Haskell works pretty well with agents, particularly when the agent is LSP-capable and you set up haskell-language-server. Even less capable models do well with this combo. Without LSP works fine but the fast feedback loop after each edit really accelerates agents while the intent is still fresh in context
I am guessing there is a balance between a language that has a lot of soundness checks (like Rust) and a language that has a ton of example code to train on (like Python). How much more valuable each aspect is I am not sure.
- Rust code generates absolutely perfectly in Claude Code.
- Rust code will run without GC. You get that for free.
- Rust code has a low defect rate per LOC, at least measured by humans. Google gave a talk on this. The sum types + match and destructure make error handling ergonomic and more or less required by idiomatic code, which the LLM will generate.

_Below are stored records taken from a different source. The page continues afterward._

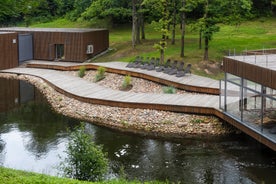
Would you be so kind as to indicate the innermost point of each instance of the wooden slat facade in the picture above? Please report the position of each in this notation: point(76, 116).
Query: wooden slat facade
point(75, 42)
point(8, 50)
point(255, 73)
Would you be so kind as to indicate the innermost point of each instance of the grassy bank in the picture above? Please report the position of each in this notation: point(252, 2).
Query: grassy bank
point(256, 34)
point(11, 176)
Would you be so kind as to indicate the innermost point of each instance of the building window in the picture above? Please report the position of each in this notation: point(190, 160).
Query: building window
point(59, 49)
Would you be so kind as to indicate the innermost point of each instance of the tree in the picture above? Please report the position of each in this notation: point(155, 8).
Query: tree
point(85, 160)
point(8, 10)
point(117, 11)
point(220, 11)
point(134, 23)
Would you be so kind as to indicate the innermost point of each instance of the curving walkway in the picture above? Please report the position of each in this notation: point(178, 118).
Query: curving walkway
point(86, 91)
point(191, 82)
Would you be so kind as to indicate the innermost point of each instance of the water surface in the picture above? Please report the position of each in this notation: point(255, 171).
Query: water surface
point(33, 138)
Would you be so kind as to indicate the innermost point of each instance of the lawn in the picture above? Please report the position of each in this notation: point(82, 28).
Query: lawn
point(11, 176)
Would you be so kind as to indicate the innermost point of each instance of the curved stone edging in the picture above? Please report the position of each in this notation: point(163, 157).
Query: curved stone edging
point(124, 119)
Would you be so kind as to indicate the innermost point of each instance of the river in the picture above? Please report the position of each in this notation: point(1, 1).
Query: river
point(33, 138)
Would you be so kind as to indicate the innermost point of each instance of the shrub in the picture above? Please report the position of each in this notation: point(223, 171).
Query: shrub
point(100, 73)
point(169, 90)
point(85, 160)
point(126, 82)
point(81, 72)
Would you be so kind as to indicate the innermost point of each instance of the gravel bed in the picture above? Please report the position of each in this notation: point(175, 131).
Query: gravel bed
point(141, 121)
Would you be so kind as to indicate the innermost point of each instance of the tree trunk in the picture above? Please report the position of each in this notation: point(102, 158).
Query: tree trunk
point(183, 25)
point(173, 23)
point(134, 23)
point(206, 48)
point(138, 26)
point(200, 39)
point(143, 35)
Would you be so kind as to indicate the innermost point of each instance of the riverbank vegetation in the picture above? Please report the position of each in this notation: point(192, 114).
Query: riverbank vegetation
point(11, 176)
point(254, 28)
point(230, 32)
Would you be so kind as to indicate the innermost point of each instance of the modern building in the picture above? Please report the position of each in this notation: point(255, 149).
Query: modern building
point(8, 50)
point(248, 94)
point(57, 44)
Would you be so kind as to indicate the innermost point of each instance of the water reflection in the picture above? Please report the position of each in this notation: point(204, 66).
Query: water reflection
point(32, 136)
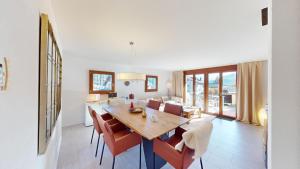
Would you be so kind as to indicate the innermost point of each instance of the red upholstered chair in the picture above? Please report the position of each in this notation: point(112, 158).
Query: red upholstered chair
point(173, 109)
point(167, 151)
point(153, 104)
point(118, 138)
point(96, 125)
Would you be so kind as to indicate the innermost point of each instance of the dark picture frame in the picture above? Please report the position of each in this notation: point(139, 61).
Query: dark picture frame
point(149, 86)
point(111, 82)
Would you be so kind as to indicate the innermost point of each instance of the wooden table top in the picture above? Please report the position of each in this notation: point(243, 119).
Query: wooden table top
point(145, 126)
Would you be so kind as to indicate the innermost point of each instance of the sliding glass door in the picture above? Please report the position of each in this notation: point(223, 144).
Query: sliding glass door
point(199, 91)
point(213, 93)
point(189, 91)
point(229, 94)
point(212, 89)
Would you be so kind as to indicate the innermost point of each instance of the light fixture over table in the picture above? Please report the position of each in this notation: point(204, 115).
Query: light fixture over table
point(130, 76)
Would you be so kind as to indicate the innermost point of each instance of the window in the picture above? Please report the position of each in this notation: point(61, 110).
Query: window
point(212, 89)
point(151, 84)
point(50, 78)
point(101, 82)
point(189, 96)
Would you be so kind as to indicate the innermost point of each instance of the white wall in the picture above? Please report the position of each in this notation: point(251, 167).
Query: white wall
point(76, 81)
point(19, 42)
point(285, 116)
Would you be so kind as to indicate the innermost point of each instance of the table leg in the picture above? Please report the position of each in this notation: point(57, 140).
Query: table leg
point(148, 151)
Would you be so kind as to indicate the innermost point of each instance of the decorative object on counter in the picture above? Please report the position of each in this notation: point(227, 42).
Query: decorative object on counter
point(131, 106)
point(3, 74)
point(144, 114)
point(112, 95)
point(131, 96)
point(93, 98)
point(154, 118)
point(136, 110)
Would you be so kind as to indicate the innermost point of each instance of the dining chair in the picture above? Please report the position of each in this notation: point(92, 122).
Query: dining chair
point(173, 109)
point(96, 125)
point(118, 138)
point(178, 159)
point(153, 104)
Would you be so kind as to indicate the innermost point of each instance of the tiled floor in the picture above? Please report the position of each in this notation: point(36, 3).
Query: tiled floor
point(233, 145)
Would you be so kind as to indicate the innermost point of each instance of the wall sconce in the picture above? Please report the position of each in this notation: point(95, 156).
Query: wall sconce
point(3, 74)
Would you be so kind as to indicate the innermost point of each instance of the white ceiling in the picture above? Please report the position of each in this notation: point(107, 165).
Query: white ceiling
point(168, 34)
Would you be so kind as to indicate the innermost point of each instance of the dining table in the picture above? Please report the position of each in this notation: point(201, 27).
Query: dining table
point(156, 124)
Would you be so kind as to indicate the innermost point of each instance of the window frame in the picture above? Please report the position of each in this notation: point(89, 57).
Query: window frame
point(206, 71)
point(146, 83)
point(91, 82)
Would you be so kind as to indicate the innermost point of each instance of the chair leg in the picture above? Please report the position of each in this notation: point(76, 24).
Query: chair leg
point(153, 160)
point(113, 163)
point(102, 152)
point(140, 156)
point(97, 145)
point(201, 163)
point(92, 135)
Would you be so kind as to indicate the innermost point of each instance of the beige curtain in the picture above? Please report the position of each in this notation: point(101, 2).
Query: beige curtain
point(252, 91)
point(177, 84)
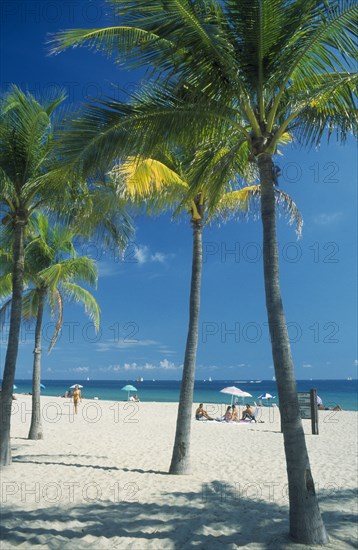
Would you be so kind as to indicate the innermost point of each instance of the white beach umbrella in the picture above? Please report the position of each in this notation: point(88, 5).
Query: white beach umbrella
point(129, 388)
point(267, 396)
point(233, 390)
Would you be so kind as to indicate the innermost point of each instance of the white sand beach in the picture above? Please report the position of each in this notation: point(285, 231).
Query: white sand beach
point(100, 480)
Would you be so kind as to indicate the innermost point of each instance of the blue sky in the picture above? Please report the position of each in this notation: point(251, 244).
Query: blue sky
point(144, 296)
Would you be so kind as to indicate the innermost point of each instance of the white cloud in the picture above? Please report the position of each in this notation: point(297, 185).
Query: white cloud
point(143, 255)
point(124, 344)
point(327, 219)
point(167, 365)
point(80, 369)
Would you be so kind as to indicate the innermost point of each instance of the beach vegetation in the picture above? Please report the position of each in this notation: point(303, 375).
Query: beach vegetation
point(52, 271)
point(258, 69)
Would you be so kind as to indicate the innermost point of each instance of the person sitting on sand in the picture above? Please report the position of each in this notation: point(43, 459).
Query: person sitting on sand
point(228, 414)
point(134, 397)
point(201, 413)
point(235, 414)
point(248, 413)
point(321, 407)
point(76, 397)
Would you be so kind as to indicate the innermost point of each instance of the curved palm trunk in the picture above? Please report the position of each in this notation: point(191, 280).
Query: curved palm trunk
point(36, 431)
point(13, 343)
point(180, 463)
point(306, 525)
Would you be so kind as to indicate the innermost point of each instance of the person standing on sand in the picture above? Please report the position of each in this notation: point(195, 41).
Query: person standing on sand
point(76, 397)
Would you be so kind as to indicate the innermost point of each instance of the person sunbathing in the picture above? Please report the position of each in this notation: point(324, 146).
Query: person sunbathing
point(201, 413)
point(228, 415)
point(235, 414)
point(248, 413)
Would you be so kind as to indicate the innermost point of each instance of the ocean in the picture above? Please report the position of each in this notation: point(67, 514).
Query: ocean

I'd certainly pick Rust or Go over Python or TypeScript. I've had LLMs emit buggy dynamic code with type and parameter mismatches, but almost never statically typed code that fails to compile.
In this benchmark, models can correctly solve Rust problems 61% on first pass — A far cry from other languages such as C# (88%) or Elixir (a “buggy dynamic language”) where they perform best (97%).
I wonder why that is, it’s quite surprising. Obviously details of their benchmark design matter, but this study doesn’t support your claims.
The downside is that even simple Rust projects typically use hundreds of dependencies, and this is even worse with LLMs, who don’t understand the concept of “less is more”.
Of my friend group the two people I think of as standout in terms of getting useful velocity out of AI workflows in non-trivial domains (as opposed to SaaS plumbing or framework slop) primarily use Haskell with massive contexts and tight integration with the dev env to ground the model.
I would say Rust is quite good for just letting something churn through compiler errors until it works, and then you're unlikely to get runtime errors.
I haven't tried Haskell, but I assume that's even better.